Angela Merkel, western Europe’s longest serving and most influential leader, was elected to a third term in office last year and her popularity among German voters remains startlingly high. But not everybody, it seems, feels the love.
It has emerged that Helmut Kohl, himself a former Chancellor of Germany, the architect of German reunification and in 1991 TIME’s runner-up as Man of the Year (to George H. W. Bush), once said that when it comes to the intricate politics of Europe, his former protégé “has no idea.”
Kohl threw in a few more barbs too. Merkel, who grew up in East Germany and has never entirely absorbed the polish and formality of West German high society, “couldn’t even eat properly with a knife and fork,” Kohl told an interviewer in the early 2000s. “She mooched around so much at state dinners that I often had to call her to order.”
These comments and Kohl’s similarly ripe views of several other colleagues in Germany’s center-right Christian Democratic Union (CDU) may never have been intended for publication. They are included in “Vermächtnis: die Kohl-Protokolle” (Legacy: the Kohl Transcripts), a biography of Kohl based on more than 600 hours of conversations with Heribert Schwan, a journalist originally contracted to ghostwrite Kohl’s memoir.
But after Kohl dismissed Schwan—who blames the influence of Kohl’s second wife, Maike Kohl-Richter, 34 years Kohl’s junior, for his sudden 2009 ouster—Schwan used the recordings to co-author an unauthorized biography with a writer called Tilman Jens, despite Kohl’s victory last month in a court tussle over copyright of the tapes. Media reports in Germany have suggested Kohl—now a frail 84-year-old with limited powers of speech since suffering a head injury in a 2008 fall—will attempt to block the book’s release, but he has not issued an explicit denial of his remarks.

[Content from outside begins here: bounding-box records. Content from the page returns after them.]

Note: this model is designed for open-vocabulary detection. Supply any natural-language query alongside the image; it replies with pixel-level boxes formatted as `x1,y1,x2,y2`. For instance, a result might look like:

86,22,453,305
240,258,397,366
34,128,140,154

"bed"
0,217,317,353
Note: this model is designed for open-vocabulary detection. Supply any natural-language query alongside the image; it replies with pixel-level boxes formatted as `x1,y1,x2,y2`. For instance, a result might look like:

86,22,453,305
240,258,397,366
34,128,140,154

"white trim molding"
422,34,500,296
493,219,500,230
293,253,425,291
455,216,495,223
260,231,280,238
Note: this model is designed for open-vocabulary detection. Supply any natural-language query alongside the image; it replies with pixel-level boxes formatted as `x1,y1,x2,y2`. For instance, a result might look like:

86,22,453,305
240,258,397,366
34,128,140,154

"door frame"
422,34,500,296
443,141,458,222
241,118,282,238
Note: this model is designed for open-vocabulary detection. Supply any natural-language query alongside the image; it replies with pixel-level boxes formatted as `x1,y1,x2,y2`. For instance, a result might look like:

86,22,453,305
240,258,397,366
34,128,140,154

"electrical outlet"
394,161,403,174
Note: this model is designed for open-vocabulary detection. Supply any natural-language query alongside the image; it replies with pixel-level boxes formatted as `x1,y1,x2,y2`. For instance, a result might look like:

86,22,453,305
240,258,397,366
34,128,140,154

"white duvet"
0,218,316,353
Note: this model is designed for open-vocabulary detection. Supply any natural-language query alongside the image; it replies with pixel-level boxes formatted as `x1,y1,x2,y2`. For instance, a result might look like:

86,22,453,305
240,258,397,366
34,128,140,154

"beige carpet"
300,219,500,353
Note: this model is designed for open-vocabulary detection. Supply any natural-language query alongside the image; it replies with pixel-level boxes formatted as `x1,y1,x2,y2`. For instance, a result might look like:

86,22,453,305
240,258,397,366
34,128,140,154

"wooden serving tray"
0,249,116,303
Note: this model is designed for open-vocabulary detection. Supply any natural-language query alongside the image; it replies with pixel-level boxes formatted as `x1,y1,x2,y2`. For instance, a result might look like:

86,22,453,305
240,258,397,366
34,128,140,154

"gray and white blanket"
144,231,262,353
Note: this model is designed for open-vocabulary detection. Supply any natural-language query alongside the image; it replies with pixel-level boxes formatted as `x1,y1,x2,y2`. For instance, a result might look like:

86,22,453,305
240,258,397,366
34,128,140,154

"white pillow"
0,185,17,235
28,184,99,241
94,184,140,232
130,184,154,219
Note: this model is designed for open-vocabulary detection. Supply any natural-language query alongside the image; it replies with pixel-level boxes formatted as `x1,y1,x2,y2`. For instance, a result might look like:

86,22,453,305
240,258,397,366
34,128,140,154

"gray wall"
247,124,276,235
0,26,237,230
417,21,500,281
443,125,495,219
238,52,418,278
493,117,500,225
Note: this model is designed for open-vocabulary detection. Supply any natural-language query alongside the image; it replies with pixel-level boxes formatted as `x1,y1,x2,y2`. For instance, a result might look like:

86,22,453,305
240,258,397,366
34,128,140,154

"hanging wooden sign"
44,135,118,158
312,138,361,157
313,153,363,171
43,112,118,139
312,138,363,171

The book will be published in Germany this week and is previewed in the new issue of the German news weekly Der Spiegel. The interviews with Kohl took place between 2001 and 2002, a period of tragedy and turbulence for the politician. Kohl’s first wife Hannelore killed herself as the former Chancellor battled to salvage his reputation in the aftermath of a scandal over CDU party funding. Merkel almost certainly earned Kohl’s enduring ire by helping to force his resignation from the CDU presidency in 2000, urging the party to move on without its “old warhorse” (her words) to rebuild popularity after the scandal. She may not have chosen the most respectful term to describe Kohl, who in 1991 installed her as a minister in the first government of reunited Germany. Then again, he famously patronized Merkel, often referring her as “das Mädchen,” the girl. Nobody, least of all the wily Merkel, will have been blindsided by the revelation that Kohl continues to nurse a grudge against her.
The bigger surprise is how Kohl saw the man he often hailed as a friend, Mikhail Gorbachev, the last President of the Soviet Union, named TIME’s Man of the Decade in 1990 for his role in ending the Cold War. In Kohl’s estimation, if Gorbachev was a hero, it was only of the accidental kind. “Gorbachev looked over the books and realized all was lost and the regime couldn’t survive,” Kohl told Schwan. “And if he wanted to preserve Communism, he had to reform it, so he came up with the idea of Perestroika… He dissolved Communism, partly against his will, but he did dissolve it. Without violence. Without bloodshed. There wasn’t much more to his legacy than that.”
Kohl will have had an eye on his own legacy as he spilled his innermost thoughts to Schwan. The manner of their publication, unvarnished and without the pruning Kohl might have preferred, will certainly shape historians’ views of the architect of German reunification. He may have united his country, but he remains, even in retirement, a divisive figure.